I suggest we could also use some clothing inherited from John Yoder and others more willing to be seen as radical, counter-cultural, revolutionary politicized activists. We are constantly putting on new cultural clothing for our faith and deciding which pieces of clothing we have on now no longer suit the cultural weather around us. We build and sustain a Christian culture that is vibrant, active and stands as an alternative to the world.

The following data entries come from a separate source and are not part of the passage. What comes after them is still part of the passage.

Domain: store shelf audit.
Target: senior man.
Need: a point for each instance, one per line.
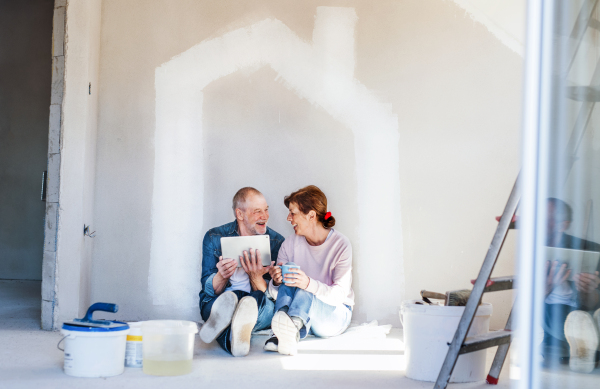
(570, 323)
(233, 300)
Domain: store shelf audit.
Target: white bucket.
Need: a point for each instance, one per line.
(427, 331)
(94, 354)
(168, 346)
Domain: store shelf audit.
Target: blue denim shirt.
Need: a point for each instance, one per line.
(211, 251)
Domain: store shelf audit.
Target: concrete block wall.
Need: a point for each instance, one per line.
(53, 178)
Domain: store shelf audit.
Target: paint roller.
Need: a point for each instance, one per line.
(453, 298)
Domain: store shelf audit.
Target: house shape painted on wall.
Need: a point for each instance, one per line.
(321, 72)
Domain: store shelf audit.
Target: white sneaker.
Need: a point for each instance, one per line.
(582, 335)
(271, 344)
(220, 317)
(242, 323)
(286, 332)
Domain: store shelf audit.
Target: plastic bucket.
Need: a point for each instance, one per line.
(427, 331)
(168, 346)
(94, 354)
(133, 347)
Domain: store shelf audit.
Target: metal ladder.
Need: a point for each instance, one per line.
(589, 95)
(483, 284)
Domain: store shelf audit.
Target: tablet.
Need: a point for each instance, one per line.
(578, 261)
(233, 247)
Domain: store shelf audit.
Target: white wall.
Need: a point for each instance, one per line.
(452, 87)
(78, 157)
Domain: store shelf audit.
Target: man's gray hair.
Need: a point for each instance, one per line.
(239, 200)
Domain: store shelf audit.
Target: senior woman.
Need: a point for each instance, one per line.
(318, 297)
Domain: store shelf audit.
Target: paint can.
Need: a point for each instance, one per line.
(133, 347)
(428, 329)
(94, 348)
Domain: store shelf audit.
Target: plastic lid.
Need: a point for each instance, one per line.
(81, 327)
(169, 327)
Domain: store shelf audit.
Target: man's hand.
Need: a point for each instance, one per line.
(586, 282)
(253, 267)
(226, 267)
(298, 279)
(275, 272)
(556, 275)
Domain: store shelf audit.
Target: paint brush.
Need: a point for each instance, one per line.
(453, 298)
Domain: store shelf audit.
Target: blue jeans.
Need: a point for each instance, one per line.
(320, 319)
(265, 314)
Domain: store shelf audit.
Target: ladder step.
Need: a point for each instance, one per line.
(498, 283)
(513, 222)
(480, 342)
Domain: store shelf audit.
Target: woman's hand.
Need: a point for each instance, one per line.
(298, 279)
(275, 273)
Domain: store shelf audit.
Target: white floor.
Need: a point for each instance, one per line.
(29, 359)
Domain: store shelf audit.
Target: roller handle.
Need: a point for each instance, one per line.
(106, 307)
(433, 295)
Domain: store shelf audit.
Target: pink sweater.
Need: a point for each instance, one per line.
(329, 267)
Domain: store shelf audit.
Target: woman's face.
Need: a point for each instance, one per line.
(300, 222)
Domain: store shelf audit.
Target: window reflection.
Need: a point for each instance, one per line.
(570, 252)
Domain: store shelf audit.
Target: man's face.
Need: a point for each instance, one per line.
(255, 216)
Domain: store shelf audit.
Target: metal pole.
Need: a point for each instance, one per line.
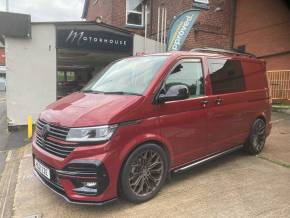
(145, 34)
(158, 28)
(165, 29)
(162, 28)
(7, 5)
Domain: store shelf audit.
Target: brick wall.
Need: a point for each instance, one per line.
(213, 29)
(2, 56)
(264, 27)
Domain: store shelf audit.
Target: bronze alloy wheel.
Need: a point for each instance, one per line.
(257, 138)
(259, 135)
(146, 173)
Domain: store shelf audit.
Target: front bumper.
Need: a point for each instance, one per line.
(60, 191)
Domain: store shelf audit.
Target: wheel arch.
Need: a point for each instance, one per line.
(133, 148)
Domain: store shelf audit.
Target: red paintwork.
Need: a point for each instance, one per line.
(187, 130)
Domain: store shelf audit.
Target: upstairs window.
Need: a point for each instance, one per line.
(134, 13)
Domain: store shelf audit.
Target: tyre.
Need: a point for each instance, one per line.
(257, 138)
(143, 173)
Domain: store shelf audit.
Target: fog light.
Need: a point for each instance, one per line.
(90, 184)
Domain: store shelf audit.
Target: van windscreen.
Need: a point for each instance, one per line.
(127, 76)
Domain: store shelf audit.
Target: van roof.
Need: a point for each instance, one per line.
(209, 52)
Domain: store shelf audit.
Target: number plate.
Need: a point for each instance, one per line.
(42, 169)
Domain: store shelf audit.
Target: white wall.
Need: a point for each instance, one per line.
(31, 74)
(147, 46)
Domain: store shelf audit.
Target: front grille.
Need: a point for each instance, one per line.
(55, 131)
(54, 147)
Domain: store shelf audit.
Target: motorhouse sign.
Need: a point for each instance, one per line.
(94, 40)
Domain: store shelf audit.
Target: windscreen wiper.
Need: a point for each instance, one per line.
(92, 91)
(122, 93)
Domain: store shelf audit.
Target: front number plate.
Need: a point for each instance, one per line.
(42, 169)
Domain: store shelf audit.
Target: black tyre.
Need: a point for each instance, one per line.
(143, 173)
(257, 138)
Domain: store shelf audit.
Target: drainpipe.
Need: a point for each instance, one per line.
(233, 18)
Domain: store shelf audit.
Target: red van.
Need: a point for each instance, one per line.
(143, 118)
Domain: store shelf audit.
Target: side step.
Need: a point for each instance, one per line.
(206, 159)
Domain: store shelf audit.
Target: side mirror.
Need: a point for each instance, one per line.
(175, 92)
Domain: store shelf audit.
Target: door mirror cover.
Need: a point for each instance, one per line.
(175, 92)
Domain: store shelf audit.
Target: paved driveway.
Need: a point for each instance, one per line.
(234, 186)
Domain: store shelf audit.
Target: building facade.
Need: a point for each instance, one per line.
(213, 28)
(2, 56)
(263, 28)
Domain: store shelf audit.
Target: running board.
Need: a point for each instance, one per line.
(199, 162)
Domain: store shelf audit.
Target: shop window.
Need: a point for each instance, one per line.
(70, 76)
(135, 13)
(60, 76)
(226, 76)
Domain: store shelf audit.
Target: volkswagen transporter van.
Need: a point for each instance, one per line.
(142, 118)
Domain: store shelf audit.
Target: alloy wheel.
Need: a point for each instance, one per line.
(259, 135)
(146, 172)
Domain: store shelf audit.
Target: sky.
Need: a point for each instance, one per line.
(46, 10)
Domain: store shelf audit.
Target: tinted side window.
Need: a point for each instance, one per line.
(189, 74)
(226, 76)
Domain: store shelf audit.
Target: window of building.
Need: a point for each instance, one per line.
(188, 74)
(135, 13)
(226, 76)
(60, 76)
(70, 76)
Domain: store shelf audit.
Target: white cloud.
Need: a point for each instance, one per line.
(47, 10)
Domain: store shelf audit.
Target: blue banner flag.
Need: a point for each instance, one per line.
(180, 28)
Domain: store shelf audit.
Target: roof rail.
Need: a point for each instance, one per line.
(218, 50)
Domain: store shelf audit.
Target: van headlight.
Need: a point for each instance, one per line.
(91, 134)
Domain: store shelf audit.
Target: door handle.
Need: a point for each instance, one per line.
(204, 103)
(218, 101)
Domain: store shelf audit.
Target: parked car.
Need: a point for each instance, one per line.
(143, 118)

We put clothes on as needed and we also remove clothes and choose other ones as the weather changes and as our body of faith grows into different shapes and sizes.
But still, the questions remain whether the body beneath the clothing is healthy and if the clothing it has on at the time fits. Both of those questions assume at least some ability to think about Anabaptists (or any Christians) separately from our clothing. Here are some things to think about that are about our, MEMC’s, cultural clothing on the surface but quickly get below the clothing to the size, shape, and health of the body that supports those clothes:
We have a building that is, for its age, quite accessible to people of varying physical ability. What does that say about our priorities as a body of believers and in what ways will that enable us to grow in faith?
In the last few years, we have moved the music leaders from the floor to the stage and then back to the floor. We sing some songs and not others. We pray and speak in certain ways during our worship. How much time we spend with preaching, music, scripture reading, and prayer is fairly consistent in our worship services. The preacher generally speaks from the middle of the stage. What do those practices in public worship say about our beliefs in God, Jesus, scripture, church leadership, and the role of worshippers?
When public health restrictions end will we start with Sunday School groups and then move to whole congregation worship services or the other way around? How does that reflect our faith priorities?
A couple of years ago we set congregation-wide priorities on teaching, visiting, and mentoring. What do those priorities and whether we think about them now say about our goals for ourselves and one another in faith?
If we had an opportunity to host a community vaccination clinic in our church would we take it? What would that decision say about our priorities in faith and ethics?
If we were to host an inspiring guest who would it be? Who would you approach about making that happen?
Does our congregation represent our community in terms of age, gender, ethnicity, and political inclination? Should it?